Throughout Waverly's life Lindo Jong pushes Waverly to practice chess, then brags when Waverly does well, and even tries to take credit for Waverly's success. Waverly can't stand it. Instead of enjoying the game of chess, she focuses on her ongoing battle with her mother, which eventually ends her winning streak. She then quits the game altogether. It isn't until Waverly is an adult that she realizes her mother was actually on her side all along.
An-mei is hurt that Rose Hsu Jordan is talking to a psychiatrist about her problems instead of talking to her mother about them. From her point of a view, a psychiatrist couldn't possibly have more insight into Rose's psyche than a mother could, nor could the psychiatrist give good advice. An-mei raised Rose to be the woman she is today, so she feels she knows her daughter best.
I was taught to desire nothing, to swallow other people's misery, to eat my own bitterness.

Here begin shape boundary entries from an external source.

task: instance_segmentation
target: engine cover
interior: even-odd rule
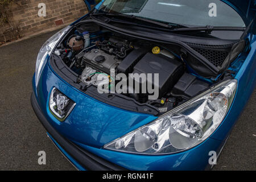
[[[85,54],[82,61],[110,74],[110,69],[115,69],[121,61],[116,59],[114,55],[109,55],[100,49],[93,49]]]
[[[159,88],[159,96],[161,98],[167,91],[172,89],[184,72],[184,69],[180,61],[162,55],[147,53],[134,67],[133,73],[159,74],[159,85],[155,85],[154,78],[152,82],[148,84]],[[134,81],[142,84],[140,79],[134,79]]]

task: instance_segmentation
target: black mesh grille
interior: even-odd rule
[[[220,66],[229,54],[228,51],[216,51],[193,48],[195,51],[208,60],[212,64],[217,67]]]

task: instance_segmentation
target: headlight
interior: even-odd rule
[[[48,58],[47,56],[51,55],[55,46],[58,43],[59,41],[69,28],[70,27],[68,26],[55,34],[46,42],[40,49],[36,59],[35,69],[35,82],[36,86],[38,86],[38,85],[42,68],[44,67],[47,62],[47,59]]]
[[[191,148],[220,126],[237,87],[236,80],[225,81],[104,148],[141,154],[172,154]]]

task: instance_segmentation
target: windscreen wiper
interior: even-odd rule
[[[104,15],[104,16],[115,16],[115,17],[123,17],[123,18],[127,18],[131,19],[135,19],[138,20],[141,20],[143,22],[145,22],[147,23],[151,23],[155,25],[163,27],[164,27],[166,28],[173,30],[175,28],[177,27],[183,27],[183,28],[186,28],[186,27],[176,24],[174,23],[161,23],[158,21],[155,21],[152,20],[150,20],[148,19],[145,19],[143,18],[139,18],[136,16],[134,16],[133,15],[127,15],[127,14],[123,14],[121,13],[109,13],[107,12],[103,12],[103,13],[93,13],[91,14],[91,16],[97,16],[97,15]]]
[[[172,32],[185,32],[185,31],[201,31],[210,34],[213,31],[243,31],[246,30],[246,27],[213,27],[211,26],[207,26],[205,27],[185,27],[179,28],[172,30]]]

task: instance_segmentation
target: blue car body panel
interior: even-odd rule
[[[91,2],[93,1],[91,1]],[[96,8],[98,7],[98,6],[96,6]],[[235,78],[238,80],[238,86],[233,105],[225,119],[211,136],[204,142],[189,150],[177,154],[143,155],[102,149],[106,143],[148,123],[157,117],[129,111],[96,100],[66,82],[53,71],[49,63],[43,68],[37,88],[34,77],[33,89],[44,115],[60,134],[85,150],[112,163],[131,170],[204,169],[208,164],[209,152],[220,151],[255,88],[255,35],[253,36],[251,43],[249,55],[244,60],[241,57],[238,60],[242,64],[236,65],[237,70],[239,69],[239,71],[236,74]],[[236,70],[236,66],[230,69]],[[49,110],[49,97],[53,87],[61,90],[76,103],[72,112],[63,122],[57,120]],[[86,169],[65,153],[57,142],[49,136],[78,169]]]

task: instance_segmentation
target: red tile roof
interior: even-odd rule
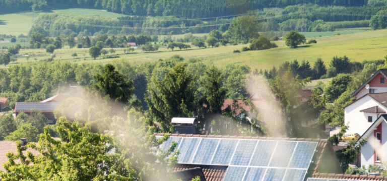
[[[227,166],[198,165],[178,164],[173,168],[173,171],[185,170],[200,167],[207,181],[222,181],[227,171]],[[203,180],[201,179],[201,180]]]
[[[387,180],[387,176],[375,175],[360,175],[345,174],[316,173],[313,175],[313,178],[329,179],[341,179],[348,180]]]
[[[37,151],[28,148],[27,151],[31,152],[34,155],[38,155]],[[3,167],[3,164],[8,161],[8,158],[6,156],[7,153],[14,152],[16,153],[16,144],[14,142],[0,141],[0,170],[6,171]],[[26,152],[23,152],[26,154]]]

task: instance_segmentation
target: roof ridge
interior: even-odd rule
[[[155,136],[164,136],[168,133],[155,133]],[[193,135],[185,134],[169,134],[171,136],[181,137],[200,137],[200,138],[233,138],[249,140],[267,140],[278,141],[309,141],[315,142],[328,142],[328,139],[312,139],[312,138],[281,138],[281,137],[252,137],[252,136],[237,136],[229,135]]]
[[[383,179],[383,180],[387,180],[387,176],[375,176],[375,175],[358,175],[358,174],[343,174],[343,173],[315,173],[312,175],[313,178],[329,178],[335,177],[335,178],[370,178],[370,179]]]

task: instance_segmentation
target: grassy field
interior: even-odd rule
[[[35,13],[34,16],[36,17],[38,15],[38,13]],[[0,24],[0,34],[27,35],[32,27],[32,13],[1,15],[0,20],[3,23]]]
[[[299,62],[308,60],[311,64],[320,57],[328,66],[334,56],[348,56],[351,61],[362,62],[364,60],[383,59],[387,50],[387,30],[366,31],[340,36],[323,37],[316,38],[317,44],[305,45],[299,48],[292,49],[285,45],[284,41],[275,41],[279,47],[269,50],[250,51],[240,53],[232,53],[233,50],[241,49],[248,45],[221,46],[217,48],[208,48],[199,49],[196,47],[188,50],[175,50],[172,51],[165,47],[160,48],[158,52],[144,53],[138,49],[134,53],[123,54],[123,49],[116,48],[115,54],[128,61],[139,63],[154,62],[159,58],[167,58],[173,55],[178,54],[186,59],[189,58],[201,58],[209,64],[221,66],[228,64],[246,65],[252,69],[270,69],[273,66],[278,66],[285,61],[297,59]],[[92,60],[87,49],[62,49],[56,50],[55,59],[67,60],[82,63],[95,62],[107,63],[112,59],[99,57]],[[71,56],[73,52],[78,54],[77,58]],[[44,49],[23,49],[21,54],[44,54],[44,56],[30,56],[29,62],[34,62],[47,59],[48,53]],[[36,60],[35,59],[36,59]],[[26,57],[19,57],[16,62],[11,64],[27,63]]]
[[[94,10],[81,8],[72,8],[66,10],[57,10],[53,11],[54,13],[58,13],[65,15],[98,15],[103,17],[116,18],[127,15],[119,14],[108,12],[105,10]]]

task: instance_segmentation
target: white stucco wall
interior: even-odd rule
[[[364,165],[368,169],[368,165],[374,163],[373,133],[371,133],[367,141],[367,144],[361,147],[361,166]]]
[[[387,88],[386,87],[370,87],[369,88],[377,89],[375,93],[387,92]],[[363,88],[360,91],[359,91],[359,93],[357,93],[356,98],[358,99],[369,93],[369,89],[366,89],[365,88]]]
[[[361,112],[360,110],[375,106],[378,106],[387,111],[387,108],[368,96],[363,97],[346,107],[344,109],[344,122],[346,125],[349,126],[347,133],[358,133],[362,135],[379,115]],[[372,116],[372,123],[368,123],[368,115]]]

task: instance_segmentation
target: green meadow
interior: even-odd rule
[[[178,54],[186,59],[201,58],[207,64],[222,66],[228,64],[246,65],[252,69],[270,69],[278,66],[285,61],[297,59],[299,62],[308,60],[313,64],[317,58],[321,58],[327,65],[334,56],[348,56],[351,61],[362,62],[364,60],[383,59],[387,54],[387,30],[366,31],[339,36],[322,37],[315,38],[317,44],[304,45],[297,48],[290,48],[285,45],[284,41],[274,41],[279,47],[265,50],[249,51],[234,53],[234,49],[241,49],[248,44],[228,45],[216,48],[199,49],[192,47],[192,49],[178,50],[172,51],[165,47],[161,47],[156,52],[144,52],[141,49],[134,52],[124,54],[123,48],[115,48],[115,55],[128,61],[139,63],[156,61],[159,58],[167,58]],[[73,52],[78,56],[75,58],[71,56]],[[40,54],[30,56],[29,63],[46,59],[50,57],[45,50],[22,49],[22,54]],[[88,49],[61,49],[55,50],[55,59],[66,60],[77,63],[99,62],[107,63],[112,58],[104,58],[100,56],[96,60],[92,59]],[[109,54],[110,55],[110,53]],[[27,63],[25,57],[19,57],[18,61],[12,63],[8,66],[16,64]]]

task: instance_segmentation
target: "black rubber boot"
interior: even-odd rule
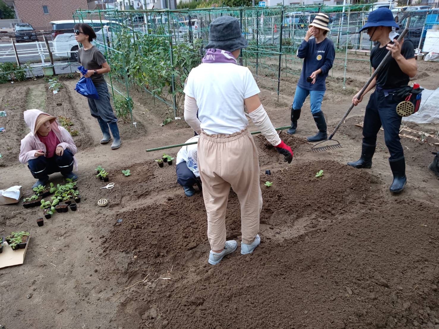
[[[389,160],[392,173],[393,174],[393,182],[390,186],[390,192],[398,193],[403,190],[407,182],[406,177],[406,161],[404,157],[397,160]]]
[[[360,160],[355,162],[348,162],[348,164],[354,168],[367,168],[372,167],[372,158],[375,153],[376,145],[371,145],[363,143],[361,146],[361,156]]]
[[[320,111],[313,114],[314,121],[316,122],[317,129],[319,132],[313,136],[306,138],[308,142],[320,142],[327,139],[328,135],[326,133],[326,121],[323,112]]]
[[[432,152],[435,156],[432,163],[428,165],[428,169],[439,176],[439,152]]]
[[[291,128],[287,130],[287,133],[290,135],[293,135],[296,132],[296,129],[297,128],[297,120],[300,118],[300,112],[302,109],[295,110],[293,108],[293,106],[291,105]]]

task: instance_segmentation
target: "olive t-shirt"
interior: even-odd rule
[[[83,47],[79,48],[78,50],[78,61],[86,70],[97,70],[102,68],[102,64],[107,61],[102,53],[94,46],[87,50]],[[103,74],[94,74],[90,78],[95,85],[100,85],[105,82]]]
[[[405,39],[401,48],[401,54],[406,59],[413,58],[414,57],[414,48],[411,41]],[[374,47],[371,52],[371,64],[374,68],[376,69],[388,51],[385,46],[380,48],[379,43]],[[410,77],[401,71],[395,58],[391,57],[387,64],[377,75],[376,85],[383,89],[396,89],[407,86],[410,81]]]

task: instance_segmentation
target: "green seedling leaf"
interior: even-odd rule
[[[320,169],[318,172],[316,174],[316,177],[317,178],[319,177],[321,177],[323,175],[323,171]]]

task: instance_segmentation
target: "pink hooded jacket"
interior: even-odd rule
[[[26,164],[29,160],[36,158],[35,157],[35,152],[39,150],[42,150],[44,151],[47,150],[46,149],[46,145],[40,140],[38,136],[34,135],[33,132],[35,130],[35,123],[38,116],[40,114],[45,114],[47,115],[49,114],[42,112],[40,110],[35,109],[27,110],[24,111],[23,114],[25,122],[30,129],[30,132],[22,139],[22,146],[20,148],[18,160],[22,163]],[[68,132],[63,127],[59,125],[56,120],[54,121],[50,125],[52,130],[61,142],[57,146],[62,146],[64,150],[68,149],[74,155],[76,154],[78,151],[78,148],[75,145],[75,143]],[[77,171],[78,161],[76,161],[75,157],[73,157],[73,164]]]

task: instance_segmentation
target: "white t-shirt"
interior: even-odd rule
[[[191,71],[184,92],[197,101],[198,118],[205,132],[231,135],[248,124],[244,99],[260,90],[245,66],[203,63]]]
[[[199,135],[194,136],[187,140],[185,142],[185,144],[192,142],[198,142],[199,137]],[[186,166],[194,173],[194,175],[196,177],[200,177],[200,172],[198,170],[198,160],[197,157],[197,149],[198,147],[198,144],[184,146],[180,149],[180,150],[177,153],[177,163],[176,164],[176,165],[183,161],[186,161]]]

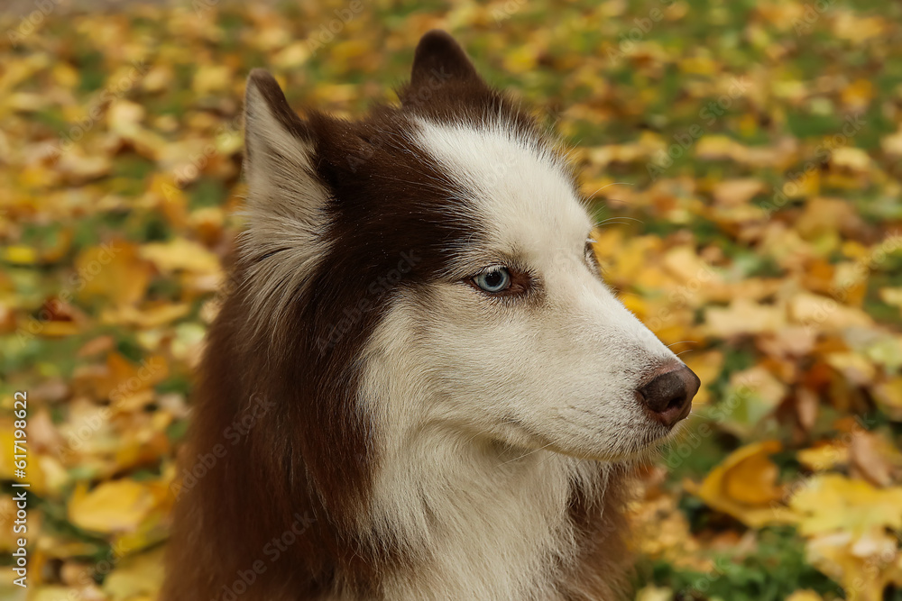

An-mei's mother taught her the lesson many Chinese mothers imparted to their daughters: hide your feelings. An-mei tries this for a while, then sees how terribly the strategy works out for her mother, who commits suicide. She learns it is better to speak up and say what you want than to be inwardly miserable all the time. She tries to teach this to Rose, but the lesson doesn't take.
She sprang from me like a slippery fish, and has been swimming away ever since.
Ying-ying's description of Lena St. Clair's birth is an apt metaphor for all the mothers and daughters in The Joy Luck Club. The mothers want to keep their daughters close and teach them lessons from their own Chinese upbringing, but the daughters are intent on being independent, or "swimming away" from their mothers.
I wanted my children to have the best combination: American circumstances and Chinese character.
The mothers in the Joy Luck Club all came to the United States so they could give their children better lives than they would have had growing up in China. They thought it was possible to raise children with the opportunity and freedoms granted to everyone in the United States while instilling Chinese values. They soon learn this isn't possible, or as Lindo says, "How could I know these two things do not mix?" American culture outside of the home supersedes Chinese culture inside the home, and the mothers are left to raise children that are American through and through, which contributes to the cultural gap between them that the mothers and daughters in the novel experience.
"No, tell me in Chinese," I interrupt. "Really, I can understand."
Jing-mei's father, Canning Woo, begins to tell Jing-mei about what happened after her mother, Suyuan Woo, left her babies behind in Kweilin. He starts to speak in English, which isn't his first language. Jing-mei knows something will be lost in translation if he speaks in English, so she insists he speak in Chinese instead. This insistence on Chinese is symbolic of the growing connection between Jing-mei and her heritage as she learns more about her mother's past.